Experimental setup used for biomechanical evaluation. Specimen is pictured during right lateral bending testing.

The specimens were then loaded in combined compression and flexion by using the same loading protocol for pure compressive loading but with the loading point moved 20 mm anterior to the motion segment COR, producing a maximum flexion moment of 18 Nm at the instant of maximum compressive load. The peak moment of 18 Nm corresponds to the bending moment produced during daily bending and lifting tasks.15 Combined compression and bending tests were additionally performed in extension, right bending, and left bending by moving the loading point 20 mm posterior, to the right, and to the left of the COR, respectively. Finally, while under a constant compressive load of 900 N, specimens were rotated at 0.25 degrees/s to 10-Nm torque. The torsional tests were performed in both the left and right directions.

Three loading curves were obtained for each loading condition. For each trial, the stiffness in the linear range was determined by performing a curve fit between 450 and 900 N or 5 and 10 Nm for compression/bending and torsion tests, respectively. The compression/bending curves were adjusted for machine-load string compliance. Then torsional compliance was determined to be negligible. The average stiffness from the three trials was used in subsequent calculations.

For the instrumentation, a standard TLIF approach was performed with a partial unilateral facetectomy. For consistency, a right-sided facetectomy was performed on each specimen. An annulotomy was made sharply and a diskectomy was performed using the standard instruments including curettes and pituitaries. Care was taken to ensure that the end plates remained intact during the disk preparation. The appropriate TLIF cage was inserted to the proper position with the implant-specific instruments. Radiographs of each specimen were then obtained to confirm the position of each implant. Following instrumentation, the specimens were again subjected to preconditioning and the same loading protocol employed during testing in the intact state. To account for interspecimen variability, normalized stiffness, defined as the ratio of stiffness from instrumented testing to intact testing, was calculated for each specimen.

At the end of these experiments, an axial compressive load was applied at the COR until the motion segment failed in compression. The load to failure was recorded, as was the load at 5-mm displacement.

Wilcoxon signed rank tests were utilized for comparing the intact to instrumented specimen stiffness for each loading condition. Kruskal-Wallis tests along with Mann-Whitney tests adjusted with Bonferroni-Holm corrections were utilized to compare normalized stiffness among instrumented groups. Significance was set at p < 0.05.

Results

Combining the data from all test groups, intact specimens prior to instrumentation were significantly stiffer than instrumented specimens for all loading modes (p ≤ 0.005) with the exception of right axial torsion, which trended toward significance (p = 0.062; Table 1).

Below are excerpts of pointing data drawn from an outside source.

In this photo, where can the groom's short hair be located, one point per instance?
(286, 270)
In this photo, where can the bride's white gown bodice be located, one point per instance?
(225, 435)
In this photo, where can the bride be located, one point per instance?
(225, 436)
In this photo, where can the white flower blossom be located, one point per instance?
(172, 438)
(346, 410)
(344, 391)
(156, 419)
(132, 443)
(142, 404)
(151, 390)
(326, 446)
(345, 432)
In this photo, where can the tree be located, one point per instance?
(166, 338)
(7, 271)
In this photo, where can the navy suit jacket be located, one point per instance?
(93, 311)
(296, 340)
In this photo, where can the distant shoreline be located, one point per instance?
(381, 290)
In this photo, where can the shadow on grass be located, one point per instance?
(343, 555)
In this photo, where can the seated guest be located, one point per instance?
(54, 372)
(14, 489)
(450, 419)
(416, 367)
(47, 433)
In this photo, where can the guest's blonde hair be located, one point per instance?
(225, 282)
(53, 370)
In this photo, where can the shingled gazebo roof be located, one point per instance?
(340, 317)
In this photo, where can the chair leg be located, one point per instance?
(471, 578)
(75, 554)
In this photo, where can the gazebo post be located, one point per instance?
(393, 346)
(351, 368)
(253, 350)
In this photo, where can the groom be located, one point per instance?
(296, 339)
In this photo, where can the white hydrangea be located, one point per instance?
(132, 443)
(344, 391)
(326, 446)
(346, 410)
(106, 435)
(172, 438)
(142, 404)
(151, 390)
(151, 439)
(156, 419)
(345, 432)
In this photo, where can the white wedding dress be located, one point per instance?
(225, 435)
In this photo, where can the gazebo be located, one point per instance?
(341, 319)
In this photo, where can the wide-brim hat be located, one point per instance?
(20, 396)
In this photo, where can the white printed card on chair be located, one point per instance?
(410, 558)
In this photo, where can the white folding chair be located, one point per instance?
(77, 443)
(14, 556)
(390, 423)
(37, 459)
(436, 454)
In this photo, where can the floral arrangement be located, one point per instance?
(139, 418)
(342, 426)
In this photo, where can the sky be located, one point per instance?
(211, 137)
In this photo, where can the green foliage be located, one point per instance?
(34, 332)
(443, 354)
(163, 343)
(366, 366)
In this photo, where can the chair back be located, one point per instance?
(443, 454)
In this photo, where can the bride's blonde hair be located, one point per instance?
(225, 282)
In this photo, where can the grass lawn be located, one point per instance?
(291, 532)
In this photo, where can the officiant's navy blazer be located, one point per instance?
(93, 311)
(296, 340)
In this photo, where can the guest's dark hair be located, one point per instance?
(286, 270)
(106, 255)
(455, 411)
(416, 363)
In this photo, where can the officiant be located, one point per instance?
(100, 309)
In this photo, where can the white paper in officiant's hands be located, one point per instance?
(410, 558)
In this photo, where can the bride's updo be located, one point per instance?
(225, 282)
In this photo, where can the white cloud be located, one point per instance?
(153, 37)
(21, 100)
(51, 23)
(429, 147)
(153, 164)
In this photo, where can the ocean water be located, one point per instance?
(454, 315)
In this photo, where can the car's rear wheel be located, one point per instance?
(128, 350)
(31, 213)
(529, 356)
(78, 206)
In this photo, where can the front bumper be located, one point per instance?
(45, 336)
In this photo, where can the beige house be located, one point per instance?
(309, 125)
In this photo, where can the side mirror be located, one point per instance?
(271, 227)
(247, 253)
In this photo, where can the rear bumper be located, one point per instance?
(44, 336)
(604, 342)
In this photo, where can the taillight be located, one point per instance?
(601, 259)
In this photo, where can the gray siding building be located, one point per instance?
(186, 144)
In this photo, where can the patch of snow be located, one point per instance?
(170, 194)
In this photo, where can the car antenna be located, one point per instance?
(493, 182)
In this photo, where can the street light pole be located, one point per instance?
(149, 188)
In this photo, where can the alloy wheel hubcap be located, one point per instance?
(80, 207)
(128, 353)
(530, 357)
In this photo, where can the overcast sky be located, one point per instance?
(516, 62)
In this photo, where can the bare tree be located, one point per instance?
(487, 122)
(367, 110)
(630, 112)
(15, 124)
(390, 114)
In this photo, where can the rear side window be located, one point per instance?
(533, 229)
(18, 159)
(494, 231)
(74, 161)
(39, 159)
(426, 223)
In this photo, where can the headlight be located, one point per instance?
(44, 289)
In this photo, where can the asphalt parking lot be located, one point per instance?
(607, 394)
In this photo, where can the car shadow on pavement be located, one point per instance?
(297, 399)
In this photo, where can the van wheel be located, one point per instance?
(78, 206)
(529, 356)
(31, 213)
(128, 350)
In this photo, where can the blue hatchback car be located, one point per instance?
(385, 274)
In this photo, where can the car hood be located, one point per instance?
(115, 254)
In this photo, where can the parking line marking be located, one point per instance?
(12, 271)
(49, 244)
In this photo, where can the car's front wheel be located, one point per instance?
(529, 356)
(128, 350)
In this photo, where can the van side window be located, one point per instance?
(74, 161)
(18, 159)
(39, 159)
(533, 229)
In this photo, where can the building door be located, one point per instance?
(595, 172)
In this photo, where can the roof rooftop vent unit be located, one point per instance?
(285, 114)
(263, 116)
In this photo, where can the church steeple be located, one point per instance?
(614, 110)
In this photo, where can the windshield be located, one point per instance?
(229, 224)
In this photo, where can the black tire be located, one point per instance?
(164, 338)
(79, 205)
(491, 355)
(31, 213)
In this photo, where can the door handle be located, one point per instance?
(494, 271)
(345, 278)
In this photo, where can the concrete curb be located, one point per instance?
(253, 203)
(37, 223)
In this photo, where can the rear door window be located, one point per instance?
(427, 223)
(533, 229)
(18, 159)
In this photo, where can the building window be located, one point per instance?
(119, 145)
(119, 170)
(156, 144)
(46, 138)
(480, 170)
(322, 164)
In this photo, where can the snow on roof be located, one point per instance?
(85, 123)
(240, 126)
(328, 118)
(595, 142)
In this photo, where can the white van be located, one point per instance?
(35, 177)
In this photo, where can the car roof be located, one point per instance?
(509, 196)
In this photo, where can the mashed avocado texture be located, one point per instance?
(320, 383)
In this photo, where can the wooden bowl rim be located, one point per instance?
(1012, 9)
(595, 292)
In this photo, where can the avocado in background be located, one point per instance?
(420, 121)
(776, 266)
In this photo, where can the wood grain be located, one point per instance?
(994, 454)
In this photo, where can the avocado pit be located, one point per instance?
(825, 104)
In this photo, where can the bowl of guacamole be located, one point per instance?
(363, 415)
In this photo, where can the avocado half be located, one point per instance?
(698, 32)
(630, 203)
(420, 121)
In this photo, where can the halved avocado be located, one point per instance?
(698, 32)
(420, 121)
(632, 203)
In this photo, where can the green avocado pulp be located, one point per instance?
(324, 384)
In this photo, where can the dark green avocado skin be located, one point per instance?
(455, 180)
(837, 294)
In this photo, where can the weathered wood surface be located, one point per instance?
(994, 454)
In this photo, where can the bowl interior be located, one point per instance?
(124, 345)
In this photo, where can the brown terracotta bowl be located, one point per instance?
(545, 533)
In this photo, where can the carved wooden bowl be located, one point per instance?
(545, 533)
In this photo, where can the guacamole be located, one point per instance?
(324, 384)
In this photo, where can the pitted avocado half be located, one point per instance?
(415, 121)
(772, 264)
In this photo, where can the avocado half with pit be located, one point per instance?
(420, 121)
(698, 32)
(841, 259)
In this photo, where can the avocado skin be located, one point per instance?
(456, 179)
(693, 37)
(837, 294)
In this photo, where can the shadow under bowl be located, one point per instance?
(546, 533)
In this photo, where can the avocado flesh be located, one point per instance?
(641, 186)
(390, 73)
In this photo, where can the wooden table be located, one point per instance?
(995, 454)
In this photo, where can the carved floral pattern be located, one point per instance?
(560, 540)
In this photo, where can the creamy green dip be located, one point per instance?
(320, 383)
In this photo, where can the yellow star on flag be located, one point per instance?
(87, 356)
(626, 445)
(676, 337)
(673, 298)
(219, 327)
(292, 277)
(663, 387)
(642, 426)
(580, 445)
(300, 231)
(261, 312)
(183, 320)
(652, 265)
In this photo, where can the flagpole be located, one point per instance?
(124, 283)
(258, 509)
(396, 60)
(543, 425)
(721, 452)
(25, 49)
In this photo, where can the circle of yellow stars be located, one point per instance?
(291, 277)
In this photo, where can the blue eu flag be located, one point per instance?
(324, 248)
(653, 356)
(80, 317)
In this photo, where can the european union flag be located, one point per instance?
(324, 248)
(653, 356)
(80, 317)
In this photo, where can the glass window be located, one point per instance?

Table 1. Average intact and instrumented stiffness for various loading conditions.

Applied load Intact stiffness (mean ± SD) Instrumented stiffness (mean ± SD) Significance
Compression (N/mm) 1,361 ± 394 1,011 ± 341 <0.001
Flexion (N/mm) 839 ± 235 694 ± 237 0.003
Extension (N/mm) 802 ± 157 662 ± 148 <0.001
Right bending (N/mm) 880 ± 258 708 ± 230 <0.001
Left bending (N/mm) 882 ± 238 764 ± 229 0.005
Right torsion (Nm/degree) 6.5 ± 4.0 5.7 ± 2.8 0.062
Left torsion(Nm/degree) 6.0 ± 3.9 4.3 ± 2.1 0.001

Abbreviation: SD, standard deviation.

Note: Intact specimens demonstrated significantly greater stiffness than instrumented specimens for all loading conditions tested except right torsion.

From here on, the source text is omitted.